We examined whether auditory feedback assists the post hoc error correction of temporal reproduction, and the perception of self-produced time intervals in the subsecond and suprasecond ranges. Here, we employed a temporal reproduction task with a single motor response at a point in time with and without auditory feedback. This task limits participants to reducing errors by employing auditory feedback in a post hoc manner. Additionally, the participants were asked to judge the self-produced timing in this task. The results showed that, in the presence of auditory feedback, the participants exhibited smaller variability and bias in terms of temporal reproduction and the perception of self-produced time intervals in the subsecond range but not in the suprasecond range. Furthermore, in the presence of auditory feedback, the positive serial dependency of temporal reproduction, which is the tendency of reproduced intervals to be similar to those in adjacent trials, was reduced in the subsecond range but not in the suprasecond range. These results suggest that auditory feedback assists the post hoc error correction of temporal reproduction, and the perception of self-produced time intervals in the subsecond range.

Self-Produced Time Intervals Are Perceived as More Variable and/or Shorter Depending on Temporal Context in Subsecond and Suprasecond Ranges.

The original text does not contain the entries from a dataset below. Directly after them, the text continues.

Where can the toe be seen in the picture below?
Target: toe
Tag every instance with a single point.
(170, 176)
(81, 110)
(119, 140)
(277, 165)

The processing of time intervals is fundamental for sensorimotor and cognitive functions. Perceptual and motor timing are often performed concurrently (e.g., playing a musical instrument). Although previous studies have shown the influence of body movements on time perception, how we perceive self-produced time intervals has remained unclear. Furthermore, it has been suggested that the timing mechanisms are distinct for the sub- and suprasecond ranges. Here, we compared perceptual performances for self-produced and passively presented time intervals in random contexts (i.e., multiple target intervals presented in a session) across the sub- and suprasecond ranges (Experiment 1) and within the sub- (Experiment 2) and suprasecond (Experiment 3) ranges, and in a constant context (i.e., a single target interval presented in a session) in the sub- and suprasecond ranges (Experiment 4). We show that self-produced time intervals were perceived as shorter and more variable across the sub- and suprasecond ranges and within the suprasecond range but not within the subsecond range in a random context. In a constant context, the self-produced time intervals were perceived as more variable in the suprasecond range but not in the subsecond range. The impairing effects indicate that motor timing interferes with perceptual timing. The dependence of impairment on temporal contexts suggests multiple timing mechanisms for the subsecond and suprasecond ranges. In addition, violation of the scalar property (i.e., a constant variability to target interval ratio) was observed between the sub- and suprasecond ranges. The violation was clearer for motor timing than for perceptual timing. This suggests that the multiple timing mechanisms for the sub- and suprasecond ranges overlap more for perception than for motor. Moreover, the central tendency effect (i.e., where shorter base intervals are overestimated and longer base intervals are underestimated) disappeared with motor timing within the subsecond range, suggesting multiple subsecond timing system for perception and motor.